Activated T lymphocytes either stimulate or inhibit osteoclastogenesis from haematopoietic progenitors in different experimental models. To address this controversy, we used several modes of T lymphocyte activation in osteoclast differentiation − mitogen-pulse, anti-CD3/CD28 stimulation and in vivo and in vitro alloactivation. Osteoclast-like cells were generated from non-adherent immature haematopoietic monocyte/macrophage progenitors in murine bone-marrow in the presence of receptor activator of nuclear factor (NF)-κB ligand (RANKL) and monocyte–macrophage colony-stimulating factor (M-CSF). All modes of in vivo and in vitro T lymphocyte activation and both CD4+ and CD8+ subpopulations produced similar inhibitory effects on osteoclastogenesis paralleled by enhanced dendritic cell (DC) differentiation. Osteoclast-inhibitory effect was associated with T lymphocyte activation and not proliferation, and could be replaced by their culture supernatants. The stage of osteoclast differentiation was crucial for the inhibitory action of activated T lymphocytes on osteoclastogenesis, because the suppressive effect was visible only on early osteoclast progenitors but not on committed osteoclasts.
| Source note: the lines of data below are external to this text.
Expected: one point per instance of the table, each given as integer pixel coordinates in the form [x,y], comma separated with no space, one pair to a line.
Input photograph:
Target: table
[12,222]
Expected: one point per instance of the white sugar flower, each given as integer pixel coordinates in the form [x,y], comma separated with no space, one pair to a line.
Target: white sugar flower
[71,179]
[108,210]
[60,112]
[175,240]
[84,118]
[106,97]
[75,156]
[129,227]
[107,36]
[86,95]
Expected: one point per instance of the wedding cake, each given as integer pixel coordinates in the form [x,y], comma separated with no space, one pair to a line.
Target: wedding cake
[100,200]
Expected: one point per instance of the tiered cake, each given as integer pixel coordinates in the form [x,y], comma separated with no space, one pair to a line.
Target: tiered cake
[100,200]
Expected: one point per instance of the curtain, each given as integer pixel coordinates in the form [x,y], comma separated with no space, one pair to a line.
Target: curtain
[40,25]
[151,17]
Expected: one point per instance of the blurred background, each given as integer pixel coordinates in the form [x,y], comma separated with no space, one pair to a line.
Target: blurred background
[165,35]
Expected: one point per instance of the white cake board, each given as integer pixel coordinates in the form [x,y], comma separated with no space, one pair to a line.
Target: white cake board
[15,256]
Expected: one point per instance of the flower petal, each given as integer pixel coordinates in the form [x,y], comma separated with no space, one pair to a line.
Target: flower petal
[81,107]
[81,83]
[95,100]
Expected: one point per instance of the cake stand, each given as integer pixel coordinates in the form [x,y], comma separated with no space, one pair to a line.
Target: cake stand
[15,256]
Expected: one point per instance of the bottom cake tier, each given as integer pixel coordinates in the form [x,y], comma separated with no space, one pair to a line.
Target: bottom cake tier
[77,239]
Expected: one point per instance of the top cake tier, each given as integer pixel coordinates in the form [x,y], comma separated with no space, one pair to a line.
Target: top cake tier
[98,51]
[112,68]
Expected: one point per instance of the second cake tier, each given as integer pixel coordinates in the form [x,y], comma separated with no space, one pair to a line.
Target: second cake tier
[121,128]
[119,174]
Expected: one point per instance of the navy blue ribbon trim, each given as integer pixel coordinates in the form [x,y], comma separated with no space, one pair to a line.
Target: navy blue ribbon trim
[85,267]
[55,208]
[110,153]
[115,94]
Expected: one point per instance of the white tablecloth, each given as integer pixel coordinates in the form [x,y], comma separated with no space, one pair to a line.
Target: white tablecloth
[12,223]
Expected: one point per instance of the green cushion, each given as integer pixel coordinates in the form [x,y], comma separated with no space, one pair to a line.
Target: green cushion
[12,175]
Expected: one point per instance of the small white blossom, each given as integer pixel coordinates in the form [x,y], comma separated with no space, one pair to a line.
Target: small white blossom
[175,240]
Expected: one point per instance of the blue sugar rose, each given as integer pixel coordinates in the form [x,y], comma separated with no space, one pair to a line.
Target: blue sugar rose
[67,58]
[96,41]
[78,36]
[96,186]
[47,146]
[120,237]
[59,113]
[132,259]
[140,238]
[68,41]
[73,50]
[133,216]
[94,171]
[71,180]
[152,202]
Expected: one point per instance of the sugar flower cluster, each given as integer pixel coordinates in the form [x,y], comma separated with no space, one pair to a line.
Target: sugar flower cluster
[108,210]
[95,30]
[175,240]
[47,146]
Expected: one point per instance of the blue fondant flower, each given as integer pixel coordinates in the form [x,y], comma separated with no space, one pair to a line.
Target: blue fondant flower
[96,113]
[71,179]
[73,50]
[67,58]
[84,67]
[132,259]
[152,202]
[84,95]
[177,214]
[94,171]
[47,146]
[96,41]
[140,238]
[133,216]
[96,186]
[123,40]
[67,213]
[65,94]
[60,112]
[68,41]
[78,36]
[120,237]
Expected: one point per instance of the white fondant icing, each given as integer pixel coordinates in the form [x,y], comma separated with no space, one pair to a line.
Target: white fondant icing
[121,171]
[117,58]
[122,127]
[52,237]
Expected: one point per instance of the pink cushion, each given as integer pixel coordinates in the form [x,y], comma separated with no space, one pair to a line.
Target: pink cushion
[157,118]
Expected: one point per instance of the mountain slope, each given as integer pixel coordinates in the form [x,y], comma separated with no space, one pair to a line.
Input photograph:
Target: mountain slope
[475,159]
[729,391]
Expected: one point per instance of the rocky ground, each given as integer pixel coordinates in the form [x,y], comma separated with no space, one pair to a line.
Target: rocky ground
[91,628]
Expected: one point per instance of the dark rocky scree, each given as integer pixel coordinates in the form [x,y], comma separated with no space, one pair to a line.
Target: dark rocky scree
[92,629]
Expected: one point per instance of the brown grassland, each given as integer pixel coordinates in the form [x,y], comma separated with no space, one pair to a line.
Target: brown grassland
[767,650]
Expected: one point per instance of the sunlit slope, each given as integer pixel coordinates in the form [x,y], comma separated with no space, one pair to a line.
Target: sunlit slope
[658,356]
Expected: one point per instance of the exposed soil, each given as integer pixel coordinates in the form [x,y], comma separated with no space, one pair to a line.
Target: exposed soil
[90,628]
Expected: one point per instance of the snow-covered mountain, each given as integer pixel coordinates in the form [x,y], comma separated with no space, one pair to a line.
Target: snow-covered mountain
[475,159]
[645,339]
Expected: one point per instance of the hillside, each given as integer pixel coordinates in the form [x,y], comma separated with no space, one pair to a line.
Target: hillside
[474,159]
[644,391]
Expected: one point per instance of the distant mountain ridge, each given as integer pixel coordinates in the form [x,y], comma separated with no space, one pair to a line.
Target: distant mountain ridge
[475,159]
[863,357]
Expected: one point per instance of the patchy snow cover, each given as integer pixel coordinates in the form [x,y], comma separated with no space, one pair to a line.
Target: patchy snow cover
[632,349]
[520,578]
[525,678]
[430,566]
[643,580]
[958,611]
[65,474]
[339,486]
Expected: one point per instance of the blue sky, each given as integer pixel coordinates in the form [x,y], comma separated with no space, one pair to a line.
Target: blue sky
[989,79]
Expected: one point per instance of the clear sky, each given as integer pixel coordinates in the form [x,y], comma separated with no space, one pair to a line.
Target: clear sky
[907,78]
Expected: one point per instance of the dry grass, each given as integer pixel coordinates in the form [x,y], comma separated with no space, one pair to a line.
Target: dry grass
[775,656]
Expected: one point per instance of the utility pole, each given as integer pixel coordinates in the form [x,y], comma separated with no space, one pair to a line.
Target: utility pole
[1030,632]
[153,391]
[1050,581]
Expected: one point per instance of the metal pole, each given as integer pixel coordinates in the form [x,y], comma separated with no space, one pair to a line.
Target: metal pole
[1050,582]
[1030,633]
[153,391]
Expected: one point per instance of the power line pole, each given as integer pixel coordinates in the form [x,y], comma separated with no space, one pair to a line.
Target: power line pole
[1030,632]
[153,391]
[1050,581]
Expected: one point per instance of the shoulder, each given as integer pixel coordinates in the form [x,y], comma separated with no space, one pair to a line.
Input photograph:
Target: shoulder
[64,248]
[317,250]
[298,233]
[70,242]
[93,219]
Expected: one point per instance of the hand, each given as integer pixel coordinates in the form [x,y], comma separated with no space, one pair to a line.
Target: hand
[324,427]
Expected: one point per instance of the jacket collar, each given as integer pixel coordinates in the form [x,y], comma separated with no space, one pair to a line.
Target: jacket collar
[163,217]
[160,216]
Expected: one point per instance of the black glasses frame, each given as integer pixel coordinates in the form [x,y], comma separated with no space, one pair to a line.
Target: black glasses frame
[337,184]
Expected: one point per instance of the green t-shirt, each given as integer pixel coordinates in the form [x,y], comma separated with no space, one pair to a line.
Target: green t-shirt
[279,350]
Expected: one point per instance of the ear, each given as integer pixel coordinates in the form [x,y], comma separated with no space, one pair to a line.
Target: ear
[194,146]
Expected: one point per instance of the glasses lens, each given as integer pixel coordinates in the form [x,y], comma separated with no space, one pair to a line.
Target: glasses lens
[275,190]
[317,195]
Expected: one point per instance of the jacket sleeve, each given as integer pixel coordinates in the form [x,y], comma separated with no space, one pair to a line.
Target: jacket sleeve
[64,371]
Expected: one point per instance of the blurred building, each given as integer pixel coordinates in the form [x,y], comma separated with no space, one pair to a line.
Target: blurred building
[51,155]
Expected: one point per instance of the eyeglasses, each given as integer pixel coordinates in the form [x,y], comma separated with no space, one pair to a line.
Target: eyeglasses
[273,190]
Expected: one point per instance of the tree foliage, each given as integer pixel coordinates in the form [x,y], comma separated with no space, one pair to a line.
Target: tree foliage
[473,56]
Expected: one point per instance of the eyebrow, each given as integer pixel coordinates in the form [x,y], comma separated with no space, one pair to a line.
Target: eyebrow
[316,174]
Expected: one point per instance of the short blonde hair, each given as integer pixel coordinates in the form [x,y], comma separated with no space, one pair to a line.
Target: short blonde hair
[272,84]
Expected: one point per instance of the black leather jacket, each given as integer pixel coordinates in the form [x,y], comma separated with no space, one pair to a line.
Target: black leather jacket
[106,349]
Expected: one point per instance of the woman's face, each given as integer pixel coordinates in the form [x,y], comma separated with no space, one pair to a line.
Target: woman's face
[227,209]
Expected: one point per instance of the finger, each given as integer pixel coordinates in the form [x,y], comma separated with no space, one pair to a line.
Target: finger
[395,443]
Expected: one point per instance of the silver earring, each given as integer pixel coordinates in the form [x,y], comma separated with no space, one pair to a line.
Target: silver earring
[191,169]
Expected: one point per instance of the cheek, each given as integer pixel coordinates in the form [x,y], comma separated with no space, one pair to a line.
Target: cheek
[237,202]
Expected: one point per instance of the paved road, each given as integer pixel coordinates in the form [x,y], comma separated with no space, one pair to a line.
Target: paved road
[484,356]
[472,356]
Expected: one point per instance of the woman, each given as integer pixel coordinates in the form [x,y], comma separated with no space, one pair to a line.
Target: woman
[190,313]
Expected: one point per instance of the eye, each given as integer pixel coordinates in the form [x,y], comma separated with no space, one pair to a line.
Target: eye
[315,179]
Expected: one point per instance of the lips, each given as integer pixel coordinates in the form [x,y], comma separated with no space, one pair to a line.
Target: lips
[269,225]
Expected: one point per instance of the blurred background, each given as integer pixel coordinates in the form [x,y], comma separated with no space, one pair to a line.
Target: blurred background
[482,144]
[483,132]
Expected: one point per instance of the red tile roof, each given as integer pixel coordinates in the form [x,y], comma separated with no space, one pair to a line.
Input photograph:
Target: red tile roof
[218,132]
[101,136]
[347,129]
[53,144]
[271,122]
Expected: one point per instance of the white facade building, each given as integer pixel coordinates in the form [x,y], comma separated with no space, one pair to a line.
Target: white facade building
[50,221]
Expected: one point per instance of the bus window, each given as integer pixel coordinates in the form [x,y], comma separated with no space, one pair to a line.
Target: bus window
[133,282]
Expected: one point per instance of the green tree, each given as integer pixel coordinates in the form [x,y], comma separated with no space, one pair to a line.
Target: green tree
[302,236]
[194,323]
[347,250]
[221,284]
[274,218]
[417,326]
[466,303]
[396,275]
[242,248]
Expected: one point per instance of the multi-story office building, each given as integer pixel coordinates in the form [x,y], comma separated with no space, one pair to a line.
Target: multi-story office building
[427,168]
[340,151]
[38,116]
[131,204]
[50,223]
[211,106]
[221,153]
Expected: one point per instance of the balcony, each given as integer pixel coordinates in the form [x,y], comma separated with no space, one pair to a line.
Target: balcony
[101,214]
Inhibition was associated specifically with increased granulocyte–macrophage colony-stimulating factor (GM-CSF) expression by the mechanism of progenitor commitment toward lineages other than osteoclast because activated T lymphocytes down-regulated RANK, CD115, c-Fos and calcitonin receptor expression, and increased differentiation towards CD11c-positive DC. An activated T lymphocyte inhibitory role in osteoclastogenesis, confirmed in vitro and in vivo, mediated through GM-CSF release, may be used to counteract activated bone resorption mediated by T lymphocyte-derived cytokines in inflammatory and immune disorders. We also demonstrated the importance of alloactivation in osteoclast differentiation and the ability of cyclosporin A to abrogate T lymphocyte inhibition of osteoclastogenesis, thereby confirming the functional link between alloreaction and bone metabolism.